El telégrafo...
Desde siempre he sentido admiración por Domingo Faustino Sarmiento. Entre las muchas paradojas que acompañaron al ilustre sanjuanino, no es menor la posterior a su muerte: que para honrar al presidente que ni una vez faltó al colegio, se permita faltar a los alumnos en la efeméride.
Me entusiasmaba entonces y ahora, de
Sarmiento, su acento en la educación, su iluminismo, la energía con que
convertía en actos estas convicciones; la utilización del poder en función de
extender el progreso y no de su usufructo en sí mismo. Y muy especialmente sus
salidas imprevisibles, su osadía en las polémicas, su humor vitriólico. Todas
estas condiciones configuraban un cuadro personal que lograban que, durante las
clases más aburridas de mi cuarto grado, yo alzara la vista hacia el retrato de
Sarmiento arriba del pizarrón, y me sintiera menos desolado, aunque Sarmiento
estuviera serio como un director enojado.

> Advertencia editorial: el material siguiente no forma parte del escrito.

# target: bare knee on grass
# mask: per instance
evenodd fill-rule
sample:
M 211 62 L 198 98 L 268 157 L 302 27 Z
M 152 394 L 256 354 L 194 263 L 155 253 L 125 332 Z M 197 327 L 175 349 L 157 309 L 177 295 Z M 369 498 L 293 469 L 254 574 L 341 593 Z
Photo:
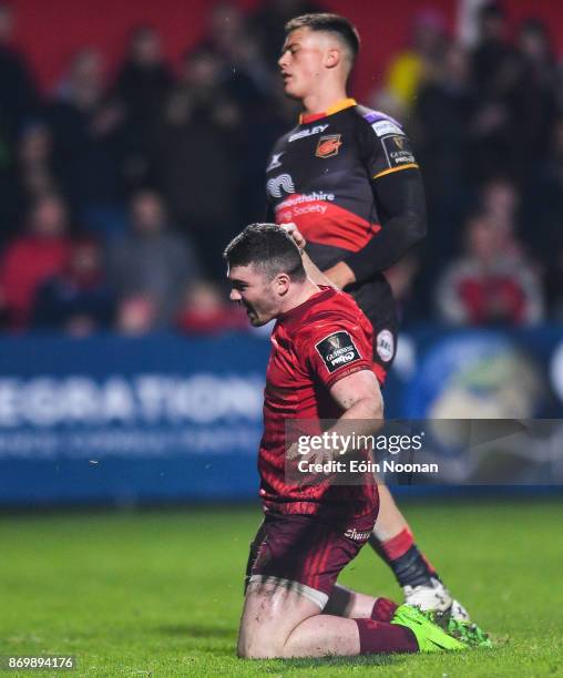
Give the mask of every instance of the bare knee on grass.
M 349 619 L 367 619 L 371 617 L 375 604 L 376 598 L 372 596 L 336 584 L 323 614 Z
M 319 612 L 318 605 L 285 586 L 252 582 L 240 619 L 238 656 L 246 659 L 284 657 L 284 646 L 291 631 Z
M 237 654 L 246 659 L 357 655 L 352 619 L 320 614 L 320 607 L 295 589 L 252 582 L 240 620 Z

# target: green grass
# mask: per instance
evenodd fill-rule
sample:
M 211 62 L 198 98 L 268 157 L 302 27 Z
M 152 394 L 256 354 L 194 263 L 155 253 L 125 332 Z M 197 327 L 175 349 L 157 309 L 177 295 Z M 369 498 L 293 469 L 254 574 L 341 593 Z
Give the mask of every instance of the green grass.
M 0 654 L 75 655 L 80 676 L 563 675 L 563 503 L 403 508 L 450 588 L 497 639 L 494 650 L 238 660 L 242 573 L 259 512 L 186 508 L 2 516 Z M 342 582 L 400 593 L 367 547 Z

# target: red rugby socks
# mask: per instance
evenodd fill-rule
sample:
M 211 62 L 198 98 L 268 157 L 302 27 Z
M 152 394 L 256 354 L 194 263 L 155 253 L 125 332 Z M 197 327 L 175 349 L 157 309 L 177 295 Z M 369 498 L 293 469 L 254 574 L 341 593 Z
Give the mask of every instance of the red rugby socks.
M 418 653 L 414 634 L 406 626 L 375 619 L 355 619 L 360 634 L 360 655 Z
M 379 543 L 380 554 L 393 571 L 400 586 L 420 586 L 437 577 L 436 569 L 420 553 L 412 532 L 405 528 L 396 536 Z

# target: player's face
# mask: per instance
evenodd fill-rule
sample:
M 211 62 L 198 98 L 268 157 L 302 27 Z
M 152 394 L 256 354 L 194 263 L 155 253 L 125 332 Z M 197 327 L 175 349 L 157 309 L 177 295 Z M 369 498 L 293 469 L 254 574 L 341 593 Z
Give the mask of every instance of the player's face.
M 279 314 L 275 280 L 268 281 L 255 266 L 229 267 L 227 278 L 232 285 L 231 300 L 246 308 L 250 325 L 260 327 Z
M 320 86 L 327 49 L 321 31 L 301 28 L 289 33 L 278 61 L 287 96 L 301 100 Z

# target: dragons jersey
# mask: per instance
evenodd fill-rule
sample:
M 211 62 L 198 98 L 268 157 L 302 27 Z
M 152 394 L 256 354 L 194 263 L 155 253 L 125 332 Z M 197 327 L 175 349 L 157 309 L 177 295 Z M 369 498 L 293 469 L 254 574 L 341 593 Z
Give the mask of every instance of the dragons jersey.
M 375 485 L 290 485 L 285 479 L 285 424 L 294 419 L 338 419 L 330 388 L 371 370 L 371 326 L 357 304 L 331 287 L 278 317 L 264 392 L 264 435 L 258 454 L 260 499 L 278 513 L 352 517 L 376 506 Z
M 385 215 L 378 214 L 372 182 L 417 167 L 398 122 L 347 99 L 301 116 L 276 143 L 266 168 L 268 213 L 276 224 L 297 224 L 310 258 L 326 270 L 377 237 Z M 383 381 L 397 331 L 390 287 L 377 273 L 347 291 L 373 325 L 373 357 Z

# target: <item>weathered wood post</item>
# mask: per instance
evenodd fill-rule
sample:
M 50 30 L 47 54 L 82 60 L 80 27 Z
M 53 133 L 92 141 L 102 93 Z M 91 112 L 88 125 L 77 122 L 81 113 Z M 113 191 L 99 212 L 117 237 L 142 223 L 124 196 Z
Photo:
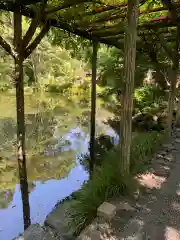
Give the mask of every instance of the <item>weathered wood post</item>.
M 97 50 L 98 43 L 93 41 L 92 52 L 92 79 L 91 79 L 91 127 L 90 127 L 90 162 L 89 174 L 90 179 L 93 176 L 95 162 L 95 131 L 96 131 L 96 74 L 97 74 Z
M 20 8 L 16 5 L 16 8 Z M 23 203 L 24 229 L 31 224 L 29 192 L 26 171 L 25 153 L 25 115 L 24 115 L 24 81 L 23 81 L 23 46 L 22 46 L 22 16 L 14 13 L 14 49 L 15 49 L 15 87 L 16 87 L 16 114 L 17 114 L 17 157 L 21 197 Z
M 139 0 L 128 0 L 124 39 L 124 88 L 120 118 L 120 173 L 129 174 Z

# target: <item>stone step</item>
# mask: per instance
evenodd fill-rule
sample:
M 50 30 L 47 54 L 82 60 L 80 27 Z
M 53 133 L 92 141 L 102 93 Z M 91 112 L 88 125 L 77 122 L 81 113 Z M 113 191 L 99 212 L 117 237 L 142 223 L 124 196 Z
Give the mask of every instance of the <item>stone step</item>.
M 56 240 L 52 232 L 45 231 L 39 224 L 32 224 L 15 240 Z

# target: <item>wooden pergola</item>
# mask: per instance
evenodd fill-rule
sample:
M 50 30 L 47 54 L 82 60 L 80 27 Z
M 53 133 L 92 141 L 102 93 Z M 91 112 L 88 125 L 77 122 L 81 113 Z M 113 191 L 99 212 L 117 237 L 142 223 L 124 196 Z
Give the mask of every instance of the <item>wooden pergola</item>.
M 53 1 L 52 1 L 53 2 Z M 56 1 L 55 1 L 56 2 Z M 44 35 L 50 27 L 56 27 L 68 31 L 69 33 L 78 35 L 82 38 L 89 39 L 93 44 L 92 54 L 92 93 L 91 93 L 91 139 L 90 139 L 90 171 L 93 172 L 95 159 L 94 141 L 95 141 L 95 112 L 96 112 L 96 61 L 97 61 L 97 44 L 103 43 L 109 46 L 122 49 L 124 42 L 130 43 L 130 49 L 125 47 L 126 53 L 133 52 L 133 46 L 150 51 L 152 54 L 152 40 L 158 42 L 166 51 L 169 59 L 172 61 L 172 69 L 174 72 L 179 68 L 179 21 L 180 21 L 180 1 L 159 0 L 159 7 L 149 5 L 150 0 L 134 0 L 133 4 L 128 5 L 127 0 L 62 0 L 57 1 L 57 5 L 48 4 L 47 1 L 35 0 L 0 0 L 0 10 L 10 11 L 15 14 L 14 26 L 17 30 L 15 38 L 15 46 L 11 47 L 1 36 L 0 45 L 15 59 L 15 65 L 18 63 L 22 69 L 22 63 L 32 51 L 40 43 Z M 130 1 L 129 1 L 130 2 Z M 153 2 L 153 1 L 152 1 Z M 132 17 L 128 18 L 127 11 L 131 12 Z M 25 16 L 31 20 L 29 29 L 24 37 L 21 36 L 20 17 Z M 158 17 L 157 17 L 158 16 Z M 136 21 L 135 21 L 136 19 Z M 133 27 L 129 24 L 134 21 Z M 41 28 L 40 33 L 35 36 L 32 41 L 37 27 Z M 137 29 L 137 31 L 136 31 Z M 133 40 L 133 37 L 136 39 Z M 22 44 L 19 47 L 19 42 Z M 169 45 L 170 43 L 170 45 Z M 174 43 L 175 46 L 171 46 Z M 125 43 L 126 44 L 126 43 Z M 133 52 L 135 55 L 135 52 Z M 133 56 L 134 56 L 133 55 Z M 128 55 L 129 56 L 129 55 Z M 20 62 L 19 59 L 21 60 Z M 125 65 L 128 63 L 125 58 Z M 130 74 L 125 72 L 125 82 L 122 100 L 122 118 L 121 118 L 121 160 L 128 158 L 131 143 L 131 118 L 133 107 L 133 89 L 134 89 L 134 68 L 135 57 L 133 60 L 132 69 L 129 69 Z M 126 67 L 127 68 L 127 67 Z M 18 70 L 18 69 L 16 69 Z M 127 69 L 126 69 L 127 70 Z M 20 76 L 20 74 L 19 74 Z M 20 98 L 24 99 L 23 80 L 16 79 L 16 88 L 20 94 Z M 176 75 L 170 79 L 170 97 L 169 97 L 169 129 L 171 129 L 172 107 L 175 95 Z M 17 118 L 24 116 L 24 107 L 21 105 L 24 100 L 17 100 Z M 17 108 L 17 109 L 19 109 Z M 19 111 L 19 112 L 18 112 Z M 19 115 L 18 115 L 19 114 Z M 22 124 L 24 122 L 22 121 Z M 18 127 L 18 134 L 22 130 Z M 25 139 L 25 133 L 22 130 L 22 135 Z M 20 137 L 18 138 L 18 140 Z M 22 148 L 23 149 L 23 148 Z M 22 152 L 24 149 L 22 150 Z M 22 157 L 23 164 L 25 162 L 25 153 Z M 18 157 L 18 162 L 22 162 L 21 156 Z M 129 161 L 129 160 L 128 160 Z M 125 164 L 125 163 L 123 163 Z M 122 165 L 123 165 L 122 164 Z M 124 170 L 125 165 L 123 165 Z M 21 170 L 25 170 L 19 164 Z M 25 178 L 26 176 L 24 176 Z M 22 179 L 23 182 L 23 179 Z M 28 193 L 27 193 L 28 194 Z M 26 199 L 27 201 L 27 199 Z M 25 209 L 25 208 L 24 208 Z M 25 211 L 25 210 L 24 210 Z M 24 219 L 26 221 L 26 219 Z M 29 223 L 26 224 L 25 228 Z
M 38 15 L 38 9 L 34 4 L 27 6 L 24 3 L 26 0 L 17 0 L 17 2 L 22 2 L 18 9 L 13 2 L 13 0 L 0 0 L 0 9 L 20 12 L 33 19 Z M 27 0 L 27 2 L 36 1 Z M 122 3 L 114 4 L 105 2 L 103 0 L 67 0 L 57 6 L 47 5 L 43 14 L 39 16 L 39 24 L 49 24 L 80 37 L 121 49 L 126 27 L 127 1 L 117 0 L 115 2 Z M 140 10 L 137 12 L 139 15 L 137 42 L 141 41 L 142 35 L 155 35 L 157 29 L 159 33 L 165 35 L 168 41 L 173 41 L 173 33 L 180 18 L 178 14 L 180 1 L 171 3 L 169 0 L 161 0 L 161 6 L 149 9 L 147 2 L 147 0 L 141 0 Z M 158 17 L 156 17 L 157 14 Z

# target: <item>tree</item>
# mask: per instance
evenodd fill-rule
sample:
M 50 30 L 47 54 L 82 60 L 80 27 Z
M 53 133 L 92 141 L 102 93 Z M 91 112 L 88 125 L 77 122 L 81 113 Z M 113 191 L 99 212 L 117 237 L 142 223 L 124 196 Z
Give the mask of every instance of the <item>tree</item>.
M 11 46 L 0 36 L 0 45 L 13 57 L 16 87 L 16 109 L 17 109 L 17 158 L 19 166 L 19 177 L 21 194 L 23 201 L 24 228 L 30 225 L 30 207 L 28 198 L 28 182 L 26 171 L 26 153 L 25 153 L 25 119 L 24 119 L 24 81 L 23 81 L 23 62 L 33 52 L 40 43 L 44 35 L 48 32 L 50 25 L 48 21 L 44 23 L 42 30 L 35 36 L 31 42 L 36 29 L 39 27 L 40 18 L 43 16 L 46 1 L 43 2 L 36 12 L 29 29 L 22 38 L 22 16 L 20 14 L 20 5 L 15 5 L 14 13 L 14 47 Z M 19 13 L 18 13 L 19 12 Z
M 129 0 L 124 40 L 124 87 L 120 121 L 120 173 L 129 174 L 139 0 Z

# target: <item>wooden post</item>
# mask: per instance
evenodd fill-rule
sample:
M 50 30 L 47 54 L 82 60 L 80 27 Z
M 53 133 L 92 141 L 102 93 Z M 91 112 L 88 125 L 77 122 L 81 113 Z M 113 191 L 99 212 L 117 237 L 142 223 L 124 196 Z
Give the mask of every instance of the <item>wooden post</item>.
M 16 6 L 19 7 L 19 6 Z M 15 86 L 17 113 L 17 157 L 21 197 L 23 204 L 24 230 L 31 224 L 29 192 L 25 155 L 25 119 L 24 119 L 24 82 L 23 82 L 23 52 L 22 52 L 22 16 L 14 13 L 14 48 L 15 57 Z
M 95 125 L 96 125 L 96 71 L 97 71 L 97 42 L 93 41 L 92 53 L 92 82 L 91 82 L 91 127 L 90 127 L 90 179 L 93 176 L 95 162 Z
M 120 173 L 129 174 L 139 0 L 128 0 L 124 41 L 124 89 L 120 119 Z
M 177 73 L 179 69 L 179 44 L 180 44 L 180 27 L 177 26 L 176 29 L 176 45 L 174 49 L 174 57 L 172 59 L 172 69 L 169 74 L 170 80 L 170 90 L 168 99 L 168 117 L 167 117 L 167 135 L 171 137 L 172 135 L 172 119 L 174 110 L 174 101 L 176 97 L 176 84 L 177 84 Z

Ese cuarto grado fue la primera vez
en mi vida que me prestaron un libro. Había leído ya varios: las fábulas de
Esopo, Samaniego y Lafontaine; los relatos de la Biblia para niños de Joachim
Prinz, editado por Sigal; la Ilíada y la Odisea para niños en la edición de
Sigmar. Pero eran todos de mi propiedad. Espero no derramar sobre mi el oprobio
si confieso que el libro me lo prestó mi maestra de cuarto grado. Ella nos
había leído una de las anécdotas de la vida de Sarmiento de un libro
encuadernado en verde, y la historia me gustó tanto que la propia maestra me
ofreció prestármelo. No recuerdo quién era el autor, ni si alguna vez lo supe.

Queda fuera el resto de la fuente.